What the French Really Owe Haiti, by Marlene L. DAUT

Marlene Daut Discussion

What the French Really Owe Haiti

Compensation for a history suffused with violence that left physical wounds and psychological trauma.

By Marlene L. Daut

Haitian President Jean-Bertrand Aristide in 1993. (Photo by Georges Merillon / Gamma-Rapho via Getty Images)

Last month, The New York Times made headlines with its front-page series about the billions (in today’s dollars) that France forced Haiti to pay following centuries of slavery. Despite the terrors and tortures of French colonialism, the Haitian revolutionaries won their independence from France in 1804 to become the first modern nation to permanently abolish slavery. Yet, in 1825, the French returned to Haitian shores to demand 150 million francs in exchange for recognition of Haitian independence—21 years after the fact—and to compensate enslavers for their lost “property.” 

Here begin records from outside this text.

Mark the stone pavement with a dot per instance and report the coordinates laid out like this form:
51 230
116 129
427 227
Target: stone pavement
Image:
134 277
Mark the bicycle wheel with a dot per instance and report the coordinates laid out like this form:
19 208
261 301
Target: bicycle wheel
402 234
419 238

Dozens of manuscripts and pamphlets from early-19th-century France show that what the French really wanted wasn’t money at all, though. Rather they sought, in their words, to “restore Saint-Domingue,” which meant to bring back slavery. The French began planning the reconquest of Haiti soon after the Haitian Declaration of Independence on January 1, 1804, and threatened the new nation under all its first leaders from its founder, Emperor Jean-Jacques Dessalines (who was assassinated in 1806) to both King Henry Christophe (who ruled after Dessalines in the north until he committed suicide in 1820) and Alexandre Pétion who was simultaneously president over a republic in the south and west until 1818 when he died of natural causes.

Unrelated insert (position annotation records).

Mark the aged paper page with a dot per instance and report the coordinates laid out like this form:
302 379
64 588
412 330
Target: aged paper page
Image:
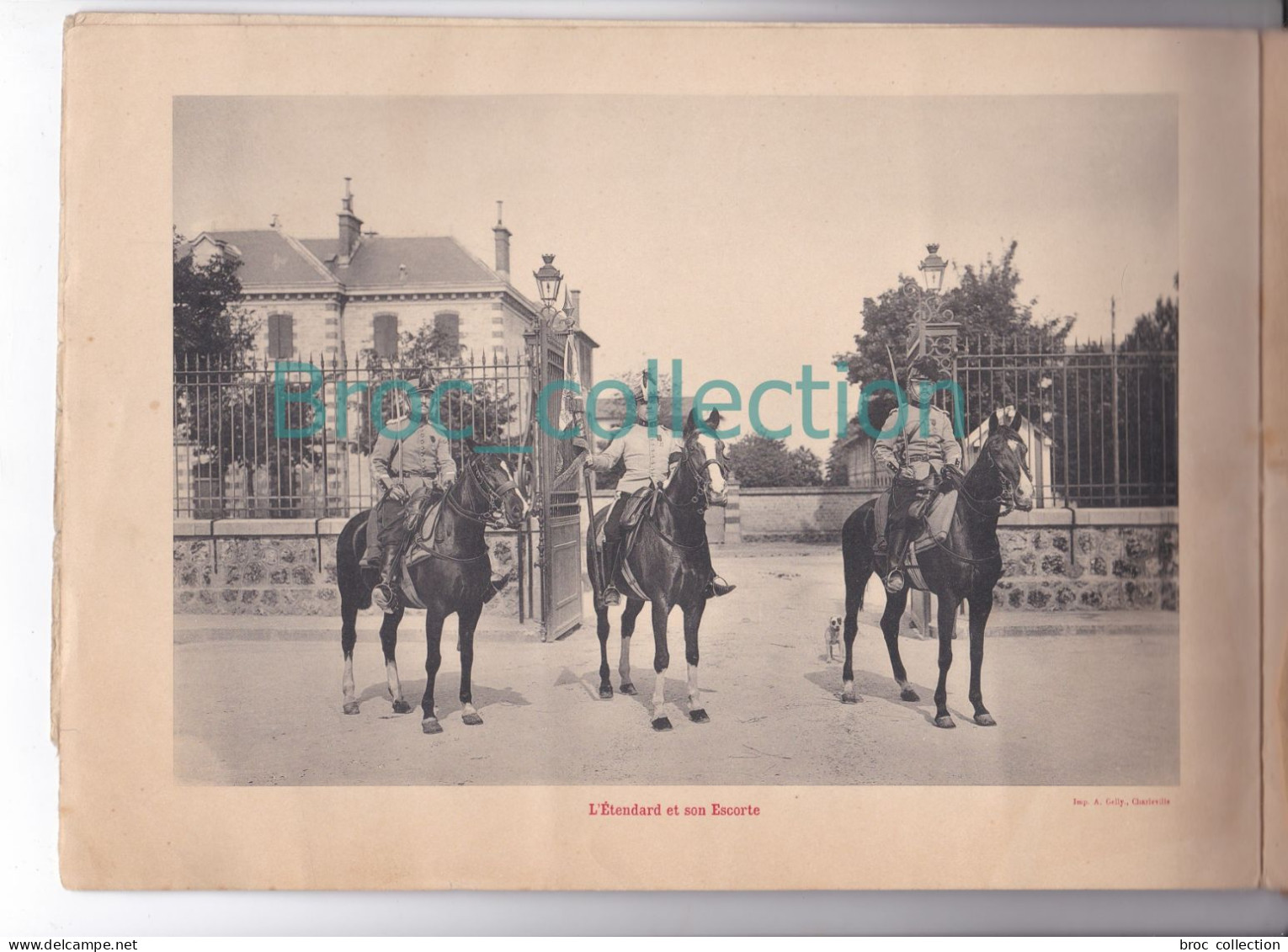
729 196
1274 343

By the time Pétion and Christophe’s successor, President Jean-Pierre Boyer, signed the indemnity in 1825, the French had been openly plotting for two decades to “exterminate” the Haitian populace in the name of restoring slavery. That history of planned genocide is essential to understanding the threat of violent warfare, not merely financial exploitation, that 19th-century Haitians lived with because, in the words of Dessalines, they “dared to be free.”